Ok. First post, so please keep the barbs light!

Got a new Nissan Juke in white due next week. Researched the net well before deciding NOT to line the dealer's pocket by paying some £350 for Supagard treatment, particularly as I read so many posts against Supagarding, as well as lots that recommended it.

However, I did spend/waste £10 on 2 Supagard pads from Ebay. Asking a genuine Supagard agent from the Supagard web site, it seems that these are genuine and it pi**es off Supagard who obviously want to support their dealers, who have "undergone substantial training in applying the product".

My question is really 2-fold.

1. Anyone used any of these pads and got any warnings about DIY body sealing with Supagard? (_Tips on how to apply if any special technique required etc_)

2. Any dire warnings about Ebay supplied pads. (_I am not a mug and it confuses me as to how anyone can sell the body treatment for under a tenner delivered, but all info I have is that it is the genuine article_)

Thanks for your help.


----------



## davies20 (Feb 22, 2009)

The main response you'll get on here ( or at least my advice)

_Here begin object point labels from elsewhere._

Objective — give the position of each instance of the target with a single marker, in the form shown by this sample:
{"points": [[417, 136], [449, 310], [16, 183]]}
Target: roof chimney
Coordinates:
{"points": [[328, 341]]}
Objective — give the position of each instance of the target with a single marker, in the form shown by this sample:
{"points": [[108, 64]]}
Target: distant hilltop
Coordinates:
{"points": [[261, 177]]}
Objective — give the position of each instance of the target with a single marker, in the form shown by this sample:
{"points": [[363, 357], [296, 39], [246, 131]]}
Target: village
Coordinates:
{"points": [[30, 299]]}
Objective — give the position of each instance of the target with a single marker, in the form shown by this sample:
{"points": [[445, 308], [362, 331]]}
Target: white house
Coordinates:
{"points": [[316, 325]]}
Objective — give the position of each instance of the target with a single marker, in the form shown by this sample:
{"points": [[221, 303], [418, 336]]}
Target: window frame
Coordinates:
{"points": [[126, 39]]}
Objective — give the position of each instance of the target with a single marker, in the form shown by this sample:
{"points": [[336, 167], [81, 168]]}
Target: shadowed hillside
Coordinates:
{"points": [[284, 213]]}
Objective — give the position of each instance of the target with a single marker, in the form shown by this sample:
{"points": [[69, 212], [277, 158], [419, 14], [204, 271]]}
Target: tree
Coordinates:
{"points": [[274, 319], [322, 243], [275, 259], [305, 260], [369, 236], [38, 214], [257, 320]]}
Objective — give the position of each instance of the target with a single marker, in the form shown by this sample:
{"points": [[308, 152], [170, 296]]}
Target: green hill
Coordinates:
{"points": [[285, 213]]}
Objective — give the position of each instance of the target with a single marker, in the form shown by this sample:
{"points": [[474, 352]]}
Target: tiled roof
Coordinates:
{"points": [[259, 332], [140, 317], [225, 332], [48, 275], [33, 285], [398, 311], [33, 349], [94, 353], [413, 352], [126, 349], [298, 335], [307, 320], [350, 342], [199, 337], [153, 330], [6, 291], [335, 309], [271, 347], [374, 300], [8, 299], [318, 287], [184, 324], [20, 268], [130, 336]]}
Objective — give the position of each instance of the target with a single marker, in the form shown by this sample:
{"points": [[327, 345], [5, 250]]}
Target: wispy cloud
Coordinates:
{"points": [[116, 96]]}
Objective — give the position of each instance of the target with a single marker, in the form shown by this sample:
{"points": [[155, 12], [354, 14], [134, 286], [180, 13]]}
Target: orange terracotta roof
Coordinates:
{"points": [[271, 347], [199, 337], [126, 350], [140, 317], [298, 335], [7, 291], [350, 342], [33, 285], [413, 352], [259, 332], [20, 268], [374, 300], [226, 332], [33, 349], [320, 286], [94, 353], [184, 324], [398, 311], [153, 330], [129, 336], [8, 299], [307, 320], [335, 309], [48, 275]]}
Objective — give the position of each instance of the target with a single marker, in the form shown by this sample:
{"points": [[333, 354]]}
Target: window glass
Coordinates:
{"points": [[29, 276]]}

ditch the superguard, buy Collinite 476 or similar & it will do the same, if not OUT LAST the supaguard 

Top up regularly ie every 6months and you'll much prefer it.

BUT if you want to use supaguard, prick the sponge, rub over paint, (dont know the cure times) then wipe off


----------



## BrummyPete (Jun 10, 2010)

Never used supaguard but cant imagine its too hard to use, the best tip I can give is make sure you decontamiante the paintwork, the cleaner the surface the better the supaguard will adhere to it. Best bet to clay, de tar and maybe apply some lime prime too. Also a decent wax like collinite would most likely last longer than supaguard but as you have already got it you may aswell use it.

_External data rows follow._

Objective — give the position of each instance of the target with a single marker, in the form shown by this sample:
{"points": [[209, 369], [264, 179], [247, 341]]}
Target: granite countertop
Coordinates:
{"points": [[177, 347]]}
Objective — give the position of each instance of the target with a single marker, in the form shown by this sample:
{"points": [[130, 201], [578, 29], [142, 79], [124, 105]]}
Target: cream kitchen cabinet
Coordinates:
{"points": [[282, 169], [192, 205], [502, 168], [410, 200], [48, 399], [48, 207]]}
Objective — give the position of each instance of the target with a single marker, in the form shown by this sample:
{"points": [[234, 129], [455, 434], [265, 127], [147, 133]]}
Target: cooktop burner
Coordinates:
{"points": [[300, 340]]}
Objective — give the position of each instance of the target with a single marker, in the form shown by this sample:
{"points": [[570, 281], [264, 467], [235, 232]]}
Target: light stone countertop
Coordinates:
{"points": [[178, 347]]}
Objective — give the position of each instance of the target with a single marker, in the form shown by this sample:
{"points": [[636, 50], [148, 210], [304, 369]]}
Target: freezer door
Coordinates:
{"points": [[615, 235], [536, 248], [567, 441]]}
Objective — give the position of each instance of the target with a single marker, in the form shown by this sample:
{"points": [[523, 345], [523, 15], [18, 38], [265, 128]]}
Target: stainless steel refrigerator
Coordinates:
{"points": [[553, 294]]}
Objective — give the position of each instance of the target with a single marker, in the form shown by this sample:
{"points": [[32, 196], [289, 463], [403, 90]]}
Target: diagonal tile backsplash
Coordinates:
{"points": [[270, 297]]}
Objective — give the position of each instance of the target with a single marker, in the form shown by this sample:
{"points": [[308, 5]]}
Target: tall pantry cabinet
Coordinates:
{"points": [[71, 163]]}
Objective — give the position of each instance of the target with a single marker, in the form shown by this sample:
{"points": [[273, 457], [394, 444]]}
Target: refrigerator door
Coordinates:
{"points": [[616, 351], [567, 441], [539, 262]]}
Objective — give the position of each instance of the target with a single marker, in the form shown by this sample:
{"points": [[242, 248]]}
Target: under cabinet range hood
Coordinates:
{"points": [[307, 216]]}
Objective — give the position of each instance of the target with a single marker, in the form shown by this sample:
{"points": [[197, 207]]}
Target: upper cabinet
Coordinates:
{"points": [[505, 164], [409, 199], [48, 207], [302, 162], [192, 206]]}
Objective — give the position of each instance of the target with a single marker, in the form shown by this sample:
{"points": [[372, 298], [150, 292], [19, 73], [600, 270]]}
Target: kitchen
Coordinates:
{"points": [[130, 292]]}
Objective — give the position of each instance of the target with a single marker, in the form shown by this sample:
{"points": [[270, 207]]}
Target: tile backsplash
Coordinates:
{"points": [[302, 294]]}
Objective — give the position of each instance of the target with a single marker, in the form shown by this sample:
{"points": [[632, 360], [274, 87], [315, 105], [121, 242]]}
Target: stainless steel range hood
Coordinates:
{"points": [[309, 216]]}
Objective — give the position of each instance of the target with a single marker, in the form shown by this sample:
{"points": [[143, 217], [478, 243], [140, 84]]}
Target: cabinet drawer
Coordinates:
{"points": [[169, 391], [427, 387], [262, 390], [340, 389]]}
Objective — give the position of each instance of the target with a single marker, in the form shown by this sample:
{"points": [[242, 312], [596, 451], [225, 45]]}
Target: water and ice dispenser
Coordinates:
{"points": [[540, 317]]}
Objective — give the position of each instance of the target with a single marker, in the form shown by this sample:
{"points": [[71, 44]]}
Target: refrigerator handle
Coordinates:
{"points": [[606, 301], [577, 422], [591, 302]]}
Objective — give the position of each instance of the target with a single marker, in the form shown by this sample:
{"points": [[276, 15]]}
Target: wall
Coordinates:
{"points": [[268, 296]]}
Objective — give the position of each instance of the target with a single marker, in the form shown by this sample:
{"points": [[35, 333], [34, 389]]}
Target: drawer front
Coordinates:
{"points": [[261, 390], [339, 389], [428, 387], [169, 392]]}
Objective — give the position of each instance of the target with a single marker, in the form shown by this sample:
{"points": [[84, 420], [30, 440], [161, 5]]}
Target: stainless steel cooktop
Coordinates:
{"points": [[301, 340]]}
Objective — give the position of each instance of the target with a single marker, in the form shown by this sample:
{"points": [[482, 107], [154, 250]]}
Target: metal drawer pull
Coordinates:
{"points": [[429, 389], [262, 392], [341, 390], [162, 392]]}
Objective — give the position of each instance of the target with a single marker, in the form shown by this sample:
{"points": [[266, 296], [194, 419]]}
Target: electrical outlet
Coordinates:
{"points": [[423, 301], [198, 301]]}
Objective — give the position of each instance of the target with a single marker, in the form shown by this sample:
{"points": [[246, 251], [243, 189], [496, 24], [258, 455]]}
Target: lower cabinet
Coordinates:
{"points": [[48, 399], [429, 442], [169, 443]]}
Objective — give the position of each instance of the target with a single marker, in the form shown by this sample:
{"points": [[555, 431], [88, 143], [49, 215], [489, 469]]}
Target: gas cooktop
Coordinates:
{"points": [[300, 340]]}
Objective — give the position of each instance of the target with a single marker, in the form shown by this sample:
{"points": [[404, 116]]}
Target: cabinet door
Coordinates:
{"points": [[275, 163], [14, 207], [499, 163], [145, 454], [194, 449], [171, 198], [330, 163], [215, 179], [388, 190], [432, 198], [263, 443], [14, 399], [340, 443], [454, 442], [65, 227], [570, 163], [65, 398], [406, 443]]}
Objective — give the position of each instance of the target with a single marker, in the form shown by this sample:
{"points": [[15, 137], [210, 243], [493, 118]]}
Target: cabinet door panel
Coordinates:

Edit - beaten to it lol ^^^^


----------



## davies20 (Feb 22, 2009)

BrummyPete said:


> Never used supaguard but cant imagine its too hard to use, the best tip I can give is make sure you decontamiante the paintwork, the cleaner the surface the better the supaguard will adhere to it. Best bet to clay, de tar and maybe apply some lime prime too. Also a decent wax like collinite would most likely last longer than supaguard but as you have already got it you may aswell use it.
> 
> *Edit - beaten to it lol *^^^^


haha nur nur!

defo listen to what brummy has said though, a good clean prepped surface will give you a much better finish :thumb:


----------



## NissanPathfinder (Aug 25, 2011)

Most Main Dealers charge £350. It seems to be the generic figure?

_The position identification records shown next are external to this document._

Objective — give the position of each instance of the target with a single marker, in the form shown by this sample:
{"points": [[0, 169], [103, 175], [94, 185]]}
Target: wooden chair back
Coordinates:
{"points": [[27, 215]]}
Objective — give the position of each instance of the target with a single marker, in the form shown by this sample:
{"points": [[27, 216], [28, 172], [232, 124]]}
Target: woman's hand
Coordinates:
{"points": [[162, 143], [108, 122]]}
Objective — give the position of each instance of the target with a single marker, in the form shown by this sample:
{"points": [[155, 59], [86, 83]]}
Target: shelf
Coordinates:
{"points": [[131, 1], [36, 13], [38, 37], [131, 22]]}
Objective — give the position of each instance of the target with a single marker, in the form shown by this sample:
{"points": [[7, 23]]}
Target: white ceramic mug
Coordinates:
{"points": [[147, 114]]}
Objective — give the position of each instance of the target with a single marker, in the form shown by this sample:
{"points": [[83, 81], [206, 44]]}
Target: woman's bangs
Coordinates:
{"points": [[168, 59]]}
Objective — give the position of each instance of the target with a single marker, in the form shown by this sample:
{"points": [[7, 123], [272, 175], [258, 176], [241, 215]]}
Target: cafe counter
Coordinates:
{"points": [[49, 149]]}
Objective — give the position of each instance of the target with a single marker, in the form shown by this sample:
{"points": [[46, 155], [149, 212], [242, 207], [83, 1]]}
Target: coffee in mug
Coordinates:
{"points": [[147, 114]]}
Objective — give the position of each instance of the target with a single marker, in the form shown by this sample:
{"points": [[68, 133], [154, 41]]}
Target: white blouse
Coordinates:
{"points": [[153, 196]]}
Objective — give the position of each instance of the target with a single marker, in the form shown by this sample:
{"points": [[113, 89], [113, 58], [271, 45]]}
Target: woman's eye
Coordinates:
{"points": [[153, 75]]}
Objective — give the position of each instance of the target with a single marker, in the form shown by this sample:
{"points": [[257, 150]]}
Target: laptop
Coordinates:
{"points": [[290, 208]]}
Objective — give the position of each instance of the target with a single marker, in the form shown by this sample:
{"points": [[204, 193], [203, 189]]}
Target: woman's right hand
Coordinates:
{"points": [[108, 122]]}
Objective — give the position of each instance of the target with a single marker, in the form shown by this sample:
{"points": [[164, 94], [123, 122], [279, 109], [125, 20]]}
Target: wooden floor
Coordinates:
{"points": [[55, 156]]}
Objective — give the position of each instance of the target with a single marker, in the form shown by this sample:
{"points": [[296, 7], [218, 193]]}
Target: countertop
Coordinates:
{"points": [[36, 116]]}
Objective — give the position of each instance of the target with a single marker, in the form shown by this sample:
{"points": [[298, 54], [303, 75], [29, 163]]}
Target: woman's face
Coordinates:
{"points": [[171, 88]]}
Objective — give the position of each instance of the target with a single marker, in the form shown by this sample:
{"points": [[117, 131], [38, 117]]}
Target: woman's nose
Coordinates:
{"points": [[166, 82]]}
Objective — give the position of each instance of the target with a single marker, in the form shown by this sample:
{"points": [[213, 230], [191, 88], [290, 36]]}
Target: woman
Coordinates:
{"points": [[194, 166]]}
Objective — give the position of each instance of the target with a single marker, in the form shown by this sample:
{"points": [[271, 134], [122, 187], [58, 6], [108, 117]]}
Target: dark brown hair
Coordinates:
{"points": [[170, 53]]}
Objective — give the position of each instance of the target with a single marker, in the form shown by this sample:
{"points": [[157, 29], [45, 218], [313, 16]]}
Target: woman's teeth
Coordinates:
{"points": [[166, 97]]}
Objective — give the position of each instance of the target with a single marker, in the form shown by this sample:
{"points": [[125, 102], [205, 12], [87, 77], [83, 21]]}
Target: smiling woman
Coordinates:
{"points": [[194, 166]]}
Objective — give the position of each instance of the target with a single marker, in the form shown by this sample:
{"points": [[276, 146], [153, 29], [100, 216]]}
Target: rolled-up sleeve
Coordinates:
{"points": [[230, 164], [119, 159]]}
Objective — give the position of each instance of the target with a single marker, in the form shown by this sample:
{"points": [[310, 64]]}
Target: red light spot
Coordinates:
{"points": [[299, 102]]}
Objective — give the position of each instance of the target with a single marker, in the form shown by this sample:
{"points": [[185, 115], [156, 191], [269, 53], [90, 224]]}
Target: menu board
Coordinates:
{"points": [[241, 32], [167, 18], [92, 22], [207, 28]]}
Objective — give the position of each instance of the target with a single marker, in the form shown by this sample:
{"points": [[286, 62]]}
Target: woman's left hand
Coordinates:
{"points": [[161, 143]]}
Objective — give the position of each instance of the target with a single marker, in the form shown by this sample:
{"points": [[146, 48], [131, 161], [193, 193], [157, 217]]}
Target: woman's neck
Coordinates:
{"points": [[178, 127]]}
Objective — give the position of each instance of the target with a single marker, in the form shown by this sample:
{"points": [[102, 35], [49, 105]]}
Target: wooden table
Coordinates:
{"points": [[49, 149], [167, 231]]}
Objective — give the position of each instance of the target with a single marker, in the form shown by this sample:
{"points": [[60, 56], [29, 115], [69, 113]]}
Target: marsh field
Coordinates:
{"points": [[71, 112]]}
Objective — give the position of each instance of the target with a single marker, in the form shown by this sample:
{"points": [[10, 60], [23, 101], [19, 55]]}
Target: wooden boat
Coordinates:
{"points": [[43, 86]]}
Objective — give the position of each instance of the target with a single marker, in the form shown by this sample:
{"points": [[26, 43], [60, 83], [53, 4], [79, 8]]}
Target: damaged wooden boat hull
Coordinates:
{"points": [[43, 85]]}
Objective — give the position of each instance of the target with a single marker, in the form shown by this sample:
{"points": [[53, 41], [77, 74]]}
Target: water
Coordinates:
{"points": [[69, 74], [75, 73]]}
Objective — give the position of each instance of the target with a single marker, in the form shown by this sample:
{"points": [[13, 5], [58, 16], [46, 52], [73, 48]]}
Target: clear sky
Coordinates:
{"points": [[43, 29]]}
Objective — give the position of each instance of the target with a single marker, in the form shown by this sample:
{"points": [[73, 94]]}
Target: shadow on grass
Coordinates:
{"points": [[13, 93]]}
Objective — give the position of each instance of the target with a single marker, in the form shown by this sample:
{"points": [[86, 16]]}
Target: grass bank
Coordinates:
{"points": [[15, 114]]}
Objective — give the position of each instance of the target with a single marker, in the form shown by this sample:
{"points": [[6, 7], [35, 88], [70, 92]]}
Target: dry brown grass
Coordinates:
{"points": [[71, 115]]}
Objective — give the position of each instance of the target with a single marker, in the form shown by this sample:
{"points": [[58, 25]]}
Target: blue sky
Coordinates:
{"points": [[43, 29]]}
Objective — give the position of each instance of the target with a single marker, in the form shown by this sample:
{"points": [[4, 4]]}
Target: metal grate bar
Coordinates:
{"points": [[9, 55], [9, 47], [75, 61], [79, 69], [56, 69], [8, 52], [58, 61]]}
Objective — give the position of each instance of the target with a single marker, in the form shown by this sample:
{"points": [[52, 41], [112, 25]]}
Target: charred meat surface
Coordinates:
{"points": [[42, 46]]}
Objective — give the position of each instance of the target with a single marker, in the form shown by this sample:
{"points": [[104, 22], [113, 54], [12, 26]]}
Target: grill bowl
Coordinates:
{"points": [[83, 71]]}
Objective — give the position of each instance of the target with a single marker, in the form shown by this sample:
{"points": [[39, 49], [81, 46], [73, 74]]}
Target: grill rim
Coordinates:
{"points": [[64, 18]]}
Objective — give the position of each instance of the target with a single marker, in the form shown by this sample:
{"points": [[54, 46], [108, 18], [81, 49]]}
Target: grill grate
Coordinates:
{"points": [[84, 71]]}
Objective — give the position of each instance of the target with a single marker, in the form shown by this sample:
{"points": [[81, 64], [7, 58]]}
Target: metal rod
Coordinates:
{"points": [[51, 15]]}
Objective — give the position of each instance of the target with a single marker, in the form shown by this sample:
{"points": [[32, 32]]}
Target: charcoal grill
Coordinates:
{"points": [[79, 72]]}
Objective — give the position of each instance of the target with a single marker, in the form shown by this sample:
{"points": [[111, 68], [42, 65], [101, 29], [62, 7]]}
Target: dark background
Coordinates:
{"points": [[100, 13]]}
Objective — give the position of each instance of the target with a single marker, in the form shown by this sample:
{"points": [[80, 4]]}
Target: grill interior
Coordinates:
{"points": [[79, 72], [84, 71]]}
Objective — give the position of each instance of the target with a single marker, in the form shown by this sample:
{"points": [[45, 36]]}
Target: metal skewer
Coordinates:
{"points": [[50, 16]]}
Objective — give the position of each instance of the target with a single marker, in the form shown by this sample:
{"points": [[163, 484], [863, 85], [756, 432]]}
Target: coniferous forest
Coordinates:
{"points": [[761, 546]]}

I don't believe the dealership car washer's who are expected to apply the Supaguard spend the required time or pay attention to detail when applying the products.

The dealership's don't call in a specialist to carry out the applications.

If you like your car; save your money and do-it-yourself.

There are 100's of car car products to test until you find the one that most suits you and your new Juke !!

Give your new car a Clay Bar all over when you get it. You will be suprised the amount of dirt on the surfaces.


----------



## JohnnyF (Oct 25, 2011)

Thanks guys. Appreciated.


----------



## Derekh929 (Aug 28, 2011)

Johnny I did the pad with new mini in 2007 and topped uk with seal each year cost me £10 great result but you have to mask off car and be careful to spread even, I have moved on from this seeing better products on here look at Wolfs, Auto Finesse, and Werkstat and many others and lots of reviews I would not use it on next car and still have a pad left in garage


----------



## Laurie.J.M (Jun 23, 2011)

Supagard itself probably isn't a bad product it's just that the dealerships don't prep the car or apply the protection very well and then charge an arm and a leg for it. You can buy 10 complete applications of Supagard from Ebay for £80, if it lasts as long as they say that's enough for 30 years.


----------



## Trip tdi (Sep 3, 2008)

hi guys, i have spotted this pads as well on the net, the red sponge type ones.

Are they are the proper supaguard treatment, if so, is it a good product to use on a used car, plus what are instructions for this item.

Do these paint protection systems on the market from the trade and on the net actually work, such as guardx, diamondbrite, autoglym lifeshine and supaguard.


----------



## Beau Technique (Jun 21, 2010)

If used correctly an easy 6 month durability is given. No one I know of has undergone any forms of serious training, especially at any main dealers. Use as per a typical sealant. Usual wash, clay, cleanse / polish then SG. Carlack aio, nano systematic care or Jeffs acrylic prime will all work very well due to the background of SG and these said products.


----------